The vegetation is being taken from areas throughout the City of Glendale and Montrose as part of Gov. Jerry Brown’s executive order concerning the drought. Part of that executive order announced in April requires the State Water Resources Control Board to implement mandatory water reduction in cities across the state. They are required to reduce water usage by 25%.
To do this cities are replacing vegetation along medians and shopping areas, like Montrose, with drought-resistant plants. The only vegetation that is spared is that which is nourished by recycled water.
The City of Glendale has been busily responding to this executive order. The MSPA board did not question the motive behind the change in decorative vegetation but questioned the desert color palette that replaces the torn out plantings.
Peplow told the board he understood its concern and was actually waiting to hear from them before moving forward with any more planting.
“At this point we don’t have a palette yet,” said KoKo Panossian, Glendale senior parks service manager.
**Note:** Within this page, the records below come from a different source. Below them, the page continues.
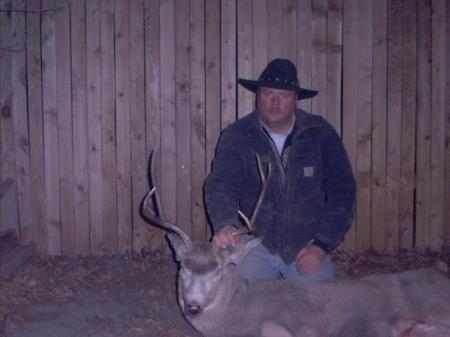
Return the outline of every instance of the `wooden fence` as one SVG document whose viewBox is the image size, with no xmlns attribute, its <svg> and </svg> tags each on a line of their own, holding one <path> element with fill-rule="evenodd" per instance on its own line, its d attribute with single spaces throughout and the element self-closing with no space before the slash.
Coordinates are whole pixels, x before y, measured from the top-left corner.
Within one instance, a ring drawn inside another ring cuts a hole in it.
<svg viewBox="0 0 450 337">
<path fill-rule="evenodd" d="M 165 216 L 209 236 L 202 183 L 250 112 L 236 80 L 293 60 L 300 107 L 358 180 L 343 248 L 450 244 L 450 1 L 0 0 L 1 230 L 43 253 L 164 244 L 139 204 L 149 152 Z"/>
</svg>

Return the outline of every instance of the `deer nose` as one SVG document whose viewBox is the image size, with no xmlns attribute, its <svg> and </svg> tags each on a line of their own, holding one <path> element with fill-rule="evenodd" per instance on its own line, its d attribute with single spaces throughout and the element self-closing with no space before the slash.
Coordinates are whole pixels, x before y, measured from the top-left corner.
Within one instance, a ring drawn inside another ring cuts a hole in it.
<svg viewBox="0 0 450 337">
<path fill-rule="evenodd" d="M 198 304 L 187 303 L 185 307 L 185 312 L 189 316 L 197 316 L 199 313 L 202 312 L 202 307 Z"/>
</svg>

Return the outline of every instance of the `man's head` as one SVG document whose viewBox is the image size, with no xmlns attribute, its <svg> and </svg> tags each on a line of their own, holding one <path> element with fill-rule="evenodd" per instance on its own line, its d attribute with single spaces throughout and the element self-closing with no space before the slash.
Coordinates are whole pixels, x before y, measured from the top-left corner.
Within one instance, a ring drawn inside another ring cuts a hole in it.
<svg viewBox="0 0 450 337">
<path fill-rule="evenodd" d="M 256 107 L 263 122 L 273 131 L 289 128 L 298 99 L 311 98 L 317 91 L 301 88 L 295 65 L 286 59 L 271 61 L 257 81 L 239 79 L 246 89 L 256 93 Z"/>
<path fill-rule="evenodd" d="M 297 95 L 293 90 L 260 87 L 256 92 L 256 109 L 272 131 L 286 133 L 292 123 Z"/>
</svg>

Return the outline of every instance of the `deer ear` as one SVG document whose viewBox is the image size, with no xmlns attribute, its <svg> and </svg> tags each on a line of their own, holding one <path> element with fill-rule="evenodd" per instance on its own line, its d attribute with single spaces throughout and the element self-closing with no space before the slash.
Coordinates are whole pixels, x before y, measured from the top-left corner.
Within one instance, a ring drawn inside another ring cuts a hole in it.
<svg viewBox="0 0 450 337">
<path fill-rule="evenodd" d="M 180 261 L 186 254 L 186 243 L 175 233 L 167 233 L 166 236 L 175 252 L 175 259 Z"/>
<path fill-rule="evenodd" d="M 262 237 L 257 237 L 251 239 L 249 241 L 240 241 L 236 246 L 233 247 L 231 252 L 228 254 L 226 258 L 226 263 L 234 263 L 237 264 L 241 262 L 241 260 L 247 256 L 250 251 L 259 245 L 262 241 Z"/>
</svg>

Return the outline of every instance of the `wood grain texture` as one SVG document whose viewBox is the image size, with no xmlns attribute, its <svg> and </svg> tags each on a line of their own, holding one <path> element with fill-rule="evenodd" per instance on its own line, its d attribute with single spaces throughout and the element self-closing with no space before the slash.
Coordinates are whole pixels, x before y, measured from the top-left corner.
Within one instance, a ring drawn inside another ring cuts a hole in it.
<svg viewBox="0 0 450 337">
<path fill-rule="evenodd" d="M 101 0 L 101 118 L 102 118 L 102 199 L 103 252 L 117 254 L 119 249 L 117 211 L 117 135 L 116 79 L 114 56 L 114 2 Z"/>
<path fill-rule="evenodd" d="M 40 0 L 26 2 L 28 10 L 40 9 Z M 28 90 L 28 121 L 30 128 L 30 197 L 31 214 L 33 217 L 33 241 L 37 242 L 37 250 L 43 253 L 46 250 L 45 227 L 45 182 L 44 182 L 44 138 L 43 138 L 43 111 L 42 111 L 42 57 L 41 57 L 41 25 L 37 16 L 27 17 L 27 83 L 33 90 Z"/>
<path fill-rule="evenodd" d="M 73 120 L 73 179 L 70 186 L 74 189 L 74 229 L 71 229 L 69 223 L 68 235 L 74 238 L 74 247 L 77 254 L 90 253 L 90 228 L 89 228 L 89 124 L 88 114 L 86 110 L 87 99 L 87 82 L 86 82 L 86 17 L 85 17 L 85 3 L 84 1 L 73 0 L 71 2 L 71 22 L 72 29 L 71 38 L 66 37 L 67 41 L 71 41 L 71 55 L 67 55 L 68 60 L 71 60 L 71 74 L 72 74 L 72 120 Z M 64 19 L 61 18 L 62 25 Z M 67 27 L 70 29 L 70 27 Z M 64 37 L 61 37 L 64 38 Z M 63 128 L 64 129 L 64 128 Z M 69 130 L 67 133 L 70 134 Z M 68 144 L 69 146 L 69 144 Z M 70 162 L 67 159 L 67 162 Z M 63 163 L 66 165 L 66 162 Z M 64 168 L 64 172 L 69 168 Z M 94 206 L 92 206 L 94 207 Z M 66 222 L 63 221 L 63 224 Z M 63 234 L 64 234 L 63 227 Z M 64 249 L 64 245 L 63 245 Z"/>
<path fill-rule="evenodd" d="M 402 130 L 399 246 L 411 247 L 414 236 L 416 140 L 416 3 L 402 2 Z"/>
<path fill-rule="evenodd" d="M 376 251 L 386 249 L 386 128 L 387 128 L 387 4 L 373 3 L 373 100 L 372 100 L 372 182 L 371 244 Z"/>
<path fill-rule="evenodd" d="M 86 111 L 89 160 L 89 237 L 92 254 L 103 250 L 101 1 L 86 2 Z"/>
<path fill-rule="evenodd" d="M 43 7 L 54 7 L 55 2 L 46 0 Z M 46 232 L 49 255 L 61 254 L 61 215 L 59 196 L 59 134 L 58 134 L 58 106 L 56 82 L 56 37 L 55 16 L 50 12 L 42 18 L 41 40 L 42 58 L 42 94 L 44 121 L 44 167 L 45 167 L 45 205 Z"/>
</svg>

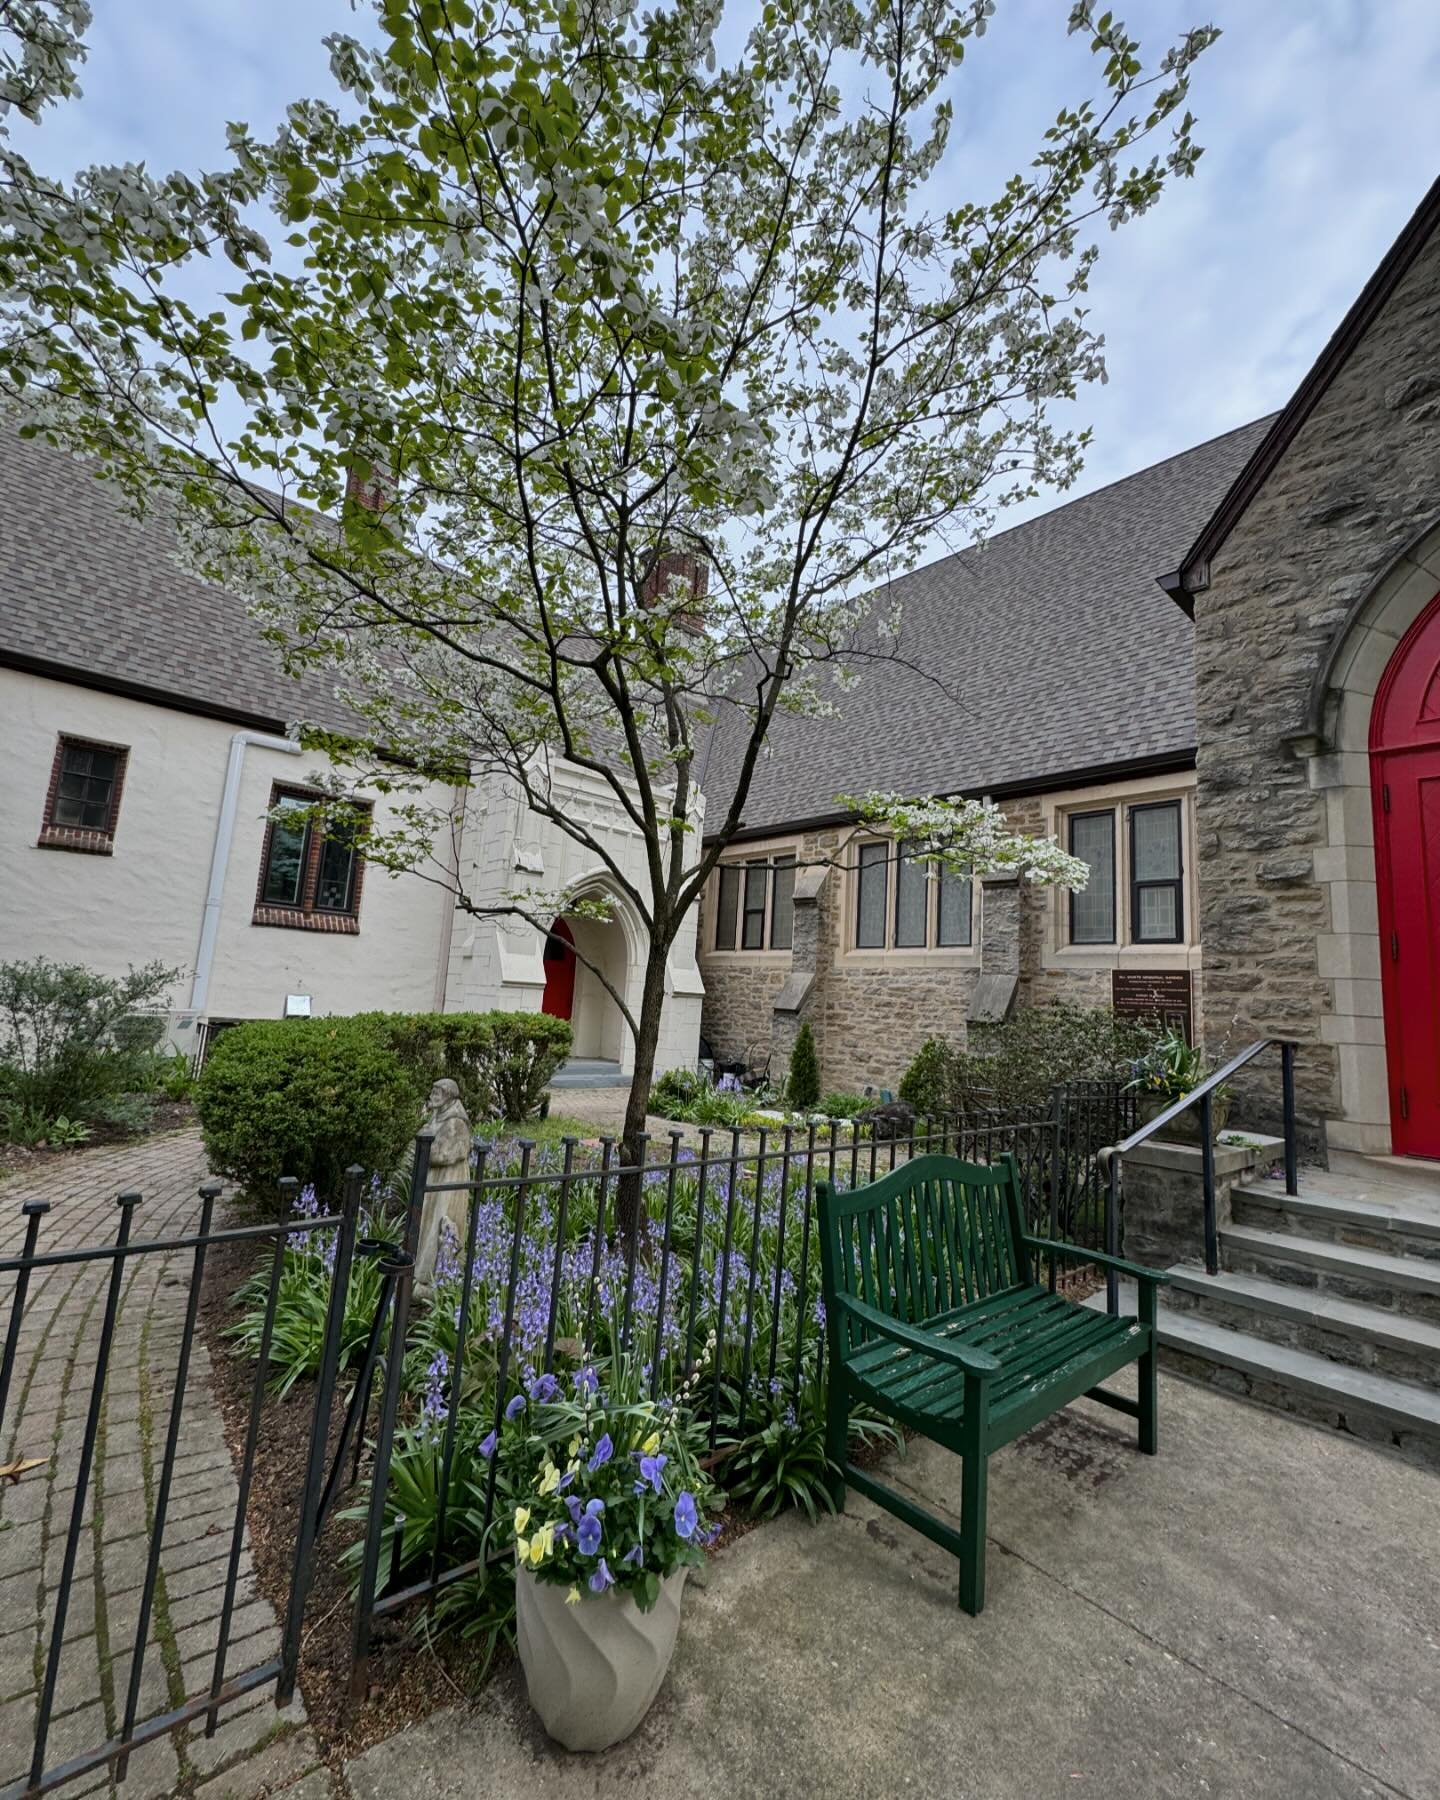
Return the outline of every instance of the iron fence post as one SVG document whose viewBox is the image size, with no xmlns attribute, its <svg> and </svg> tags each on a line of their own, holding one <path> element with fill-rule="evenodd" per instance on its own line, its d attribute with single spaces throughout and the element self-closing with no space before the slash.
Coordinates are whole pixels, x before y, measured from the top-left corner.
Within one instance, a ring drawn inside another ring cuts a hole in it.
<svg viewBox="0 0 1440 1800">
<path fill-rule="evenodd" d="M 35 1724 L 35 1747 L 30 1759 L 30 1785 L 38 1787 L 45 1773 L 45 1744 L 50 1735 L 50 1714 L 55 1706 L 55 1683 L 60 1674 L 60 1652 L 65 1647 L 65 1619 L 70 1610 L 70 1591 L 75 1581 L 75 1557 L 84 1529 L 85 1498 L 90 1487 L 90 1469 L 95 1460 L 95 1440 L 100 1430 L 100 1407 L 105 1398 L 105 1380 L 110 1369 L 110 1352 L 115 1343 L 115 1321 L 120 1312 L 120 1285 L 125 1279 L 125 1246 L 130 1241 L 130 1219 L 140 1204 L 139 1194 L 119 1194 L 115 1204 L 120 1208 L 120 1226 L 115 1233 L 110 1281 L 105 1290 L 105 1315 L 100 1326 L 100 1343 L 95 1353 L 95 1375 L 90 1383 L 90 1410 L 85 1415 L 85 1436 L 80 1444 L 80 1466 L 75 1471 L 75 1498 L 70 1507 L 70 1528 L 65 1534 L 65 1554 L 60 1564 L 60 1582 L 56 1589 L 55 1616 L 50 1622 L 50 1648 L 45 1658 L 45 1680 L 40 1690 L 40 1710 Z"/>
<path fill-rule="evenodd" d="M 1060 1165 L 1065 1154 L 1065 1089 L 1057 1083 L 1050 1090 L 1050 1232 L 1051 1243 L 1060 1241 Z M 1059 1271 L 1050 1258 L 1050 1292 L 1055 1292 Z"/>
<path fill-rule="evenodd" d="M 375 1463 L 370 1472 L 370 1505 L 365 1520 L 365 1555 L 360 1567 L 360 1591 L 355 1596 L 355 1635 L 350 1658 L 350 1696 L 363 1700 L 370 1691 L 370 1623 L 375 1608 L 375 1587 L 380 1576 L 380 1545 L 385 1535 L 385 1493 L 390 1478 L 390 1453 L 395 1442 L 395 1420 L 400 1408 L 400 1377 L 405 1363 L 405 1330 L 410 1322 L 410 1290 L 415 1259 L 408 1251 L 387 1257 L 381 1272 L 390 1277 L 390 1343 L 385 1353 L 385 1392 L 380 1402 L 380 1425 L 375 1438 Z M 404 1530 L 403 1521 L 397 1527 Z M 403 1560 L 392 1561 L 392 1576 Z"/>
<path fill-rule="evenodd" d="M 425 1210 L 425 1189 L 430 1181 L 430 1152 L 435 1133 L 421 1131 L 415 1135 L 415 1160 L 410 1165 L 410 1203 L 405 1208 L 405 1238 L 402 1248 L 413 1257 L 420 1248 L 420 1218 Z"/>
<path fill-rule="evenodd" d="M 1120 1254 L 1120 1158 L 1112 1155 L 1105 1183 L 1105 1251 Z M 1120 1279 L 1114 1269 L 1105 1271 L 1105 1310 L 1111 1318 L 1120 1311 Z"/>
<path fill-rule="evenodd" d="M 1280 1046 L 1280 1082 L 1285 1106 L 1285 1192 L 1300 1192 L 1300 1158 L 1295 1142 L 1295 1046 Z"/>
<path fill-rule="evenodd" d="M 48 1200 L 27 1200 L 20 1208 L 25 1219 L 25 1247 L 20 1252 L 21 1264 L 15 1276 L 15 1292 L 10 1296 L 10 1324 L 5 1332 L 5 1360 L 0 1363 L 0 1427 L 5 1424 L 5 1408 L 10 1399 L 10 1377 L 15 1373 L 15 1352 L 20 1343 L 20 1321 L 25 1317 L 25 1296 L 30 1289 L 30 1258 L 35 1254 L 35 1241 L 40 1235 L 40 1221 L 50 1210 Z"/>
<path fill-rule="evenodd" d="M 350 1292 L 350 1263 L 355 1254 L 355 1229 L 360 1217 L 360 1187 L 365 1171 L 354 1163 L 345 1171 L 340 1224 L 335 1239 L 335 1266 L 330 1276 L 330 1305 L 325 1315 L 325 1340 L 320 1369 L 315 1378 L 315 1412 L 310 1421 L 310 1453 L 305 1487 L 300 1497 L 300 1517 L 295 1535 L 295 1564 L 290 1581 L 290 1605 L 285 1617 L 285 1636 L 280 1653 L 280 1680 L 275 1703 L 288 1706 L 295 1697 L 295 1678 L 300 1667 L 300 1636 L 305 1624 L 305 1602 L 315 1568 L 315 1542 L 320 1531 L 320 1490 L 325 1474 L 325 1451 L 330 1436 L 330 1405 L 340 1366 L 341 1328 Z"/>
<path fill-rule="evenodd" d="M 1215 1223 L 1215 1121 L 1210 1095 L 1200 1096 L 1200 1156 L 1204 1171 L 1205 1273 L 1220 1273 L 1220 1245 Z"/>
</svg>

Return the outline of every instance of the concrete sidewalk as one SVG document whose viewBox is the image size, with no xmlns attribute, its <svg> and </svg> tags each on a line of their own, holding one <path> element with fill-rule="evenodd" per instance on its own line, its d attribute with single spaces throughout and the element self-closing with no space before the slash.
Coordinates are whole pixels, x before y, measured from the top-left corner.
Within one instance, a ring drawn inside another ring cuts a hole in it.
<svg viewBox="0 0 1440 1800">
<path fill-rule="evenodd" d="M 1440 1477 L 1175 1380 L 1161 1454 L 1082 1403 L 992 1463 L 988 1606 L 863 1501 L 724 1553 L 649 1718 L 553 1745 L 518 1673 L 377 1745 L 356 1800 L 1440 1795 Z M 949 1509 L 958 1464 L 891 1478 Z"/>
</svg>

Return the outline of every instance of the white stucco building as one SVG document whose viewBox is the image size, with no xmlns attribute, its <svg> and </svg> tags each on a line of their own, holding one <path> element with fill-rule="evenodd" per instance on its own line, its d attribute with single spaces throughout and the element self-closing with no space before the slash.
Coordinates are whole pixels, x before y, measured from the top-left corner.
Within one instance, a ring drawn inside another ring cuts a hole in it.
<svg viewBox="0 0 1440 1800">
<path fill-rule="evenodd" d="M 544 1008 L 571 1019 L 577 1058 L 628 1071 L 619 1009 L 569 945 L 638 1011 L 644 927 L 589 853 L 501 779 L 463 796 L 460 885 L 476 905 L 539 887 L 612 901 L 609 923 L 557 920 L 547 939 L 271 824 L 313 792 L 317 758 L 292 734 L 337 722 L 323 683 L 286 676 L 243 604 L 187 575 L 165 528 L 133 520 L 81 463 L 7 432 L 0 480 L 0 961 L 178 968 L 172 1038 L 186 1049 L 287 1004 Z M 552 780 L 641 881 L 643 846 L 605 784 L 563 763 Z M 383 826 L 388 802 L 373 804 Z M 697 1054 L 693 917 L 669 990 L 660 1068 Z"/>
</svg>

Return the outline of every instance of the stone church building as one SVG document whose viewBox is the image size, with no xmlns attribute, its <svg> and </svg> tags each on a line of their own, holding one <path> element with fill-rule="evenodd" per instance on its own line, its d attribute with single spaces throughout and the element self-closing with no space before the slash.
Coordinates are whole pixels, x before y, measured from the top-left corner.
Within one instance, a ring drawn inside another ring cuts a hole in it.
<svg viewBox="0 0 1440 1800">
<path fill-rule="evenodd" d="M 1437 223 L 1440 183 L 1282 412 L 896 584 L 899 657 L 779 727 L 707 897 L 717 1051 L 808 1018 L 889 1084 L 977 1002 L 1148 1006 L 1293 1039 L 1313 1152 L 1440 1158 Z M 874 788 L 990 795 L 1090 885 L 947 892 L 836 811 Z"/>
<path fill-rule="evenodd" d="M 927 1037 L 1065 997 L 1212 1049 L 1293 1039 L 1313 1150 L 1440 1158 L 1437 221 L 1440 184 L 1282 412 L 880 596 L 898 640 L 838 716 L 774 729 L 672 954 L 659 1067 L 703 1036 L 780 1072 L 808 1020 L 827 1087 L 893 1086 Z M 0 959 L 181 967 L 189 1045 L 292 1001 L 543 1007 L 623 1078 L 618 1010 L 573 954 L 638 982 L 623 904 L 548 936 L 476 920 L 268 820 L 306 792 L 289 723 L 333 697 L 79 464 L 6 434 L 0 481 Z M 722 709 L 711 818 L 734 765 Z M 560 779 L 599 821 L 606 795 Z M 837 801 L 873 789 L 991 796 L 1089 886 L 931 879 Z M 603 891 L 502 784 L 463 798 L 472 893 Z M 1275 1077 L 1252 1079 L 1259 1123 Z"/>
</svg>

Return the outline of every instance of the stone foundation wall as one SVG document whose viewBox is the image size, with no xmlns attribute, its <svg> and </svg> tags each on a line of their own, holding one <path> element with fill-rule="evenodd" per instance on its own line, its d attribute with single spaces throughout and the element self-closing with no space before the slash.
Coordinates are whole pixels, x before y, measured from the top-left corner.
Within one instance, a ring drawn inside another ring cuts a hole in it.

In several areas of the city mulch has been used to replace grass and add some color. There are some areas along Honolulu Avenue where mulch has been used and the MSPA would like to see more; however, there are some issues.
“We [have used] mulch in some locations but Montrose is unique, we can’t use [mulch] in some areas because there are no curbs to hold the [mulch in],” Panossian said. “There is a lot of foot traffic in that area and we are limited in options.”
He did add that as part of the request from MSPA and Montrose Chamber of Commerce they would be adding more plants, some with color.
The city’s conservation efforts started long before a drought was declared. There are several areas throughout the city that use recycled water. To meet the required conservation percentage required by the governor, the city has to cut its water use by 8%. This is why it is looking at local parks, medians and decorative plantings throughout the city because maintaining landscaping uses a large amount of water. Crews have cleared most of the areas already but still have some stretches of grass that need to be addressed.
The MSPA board voiced its appreciation with Duran and the city in their efforts to include its opinions and concerns about the overall look of Montrose. Peplow is even looking into drought-resistant plants that can be planted at the Vietnam Memorial that will be colorful and work within the memorial’s design.
“We are called Montrose Shopping Park,” said Gigi Garcia, MSPA vice president. “We want to keep the park feel.”
Peplow and Panossian will be meeting with MSPA board in the future with a suggested drought-resistant planting design.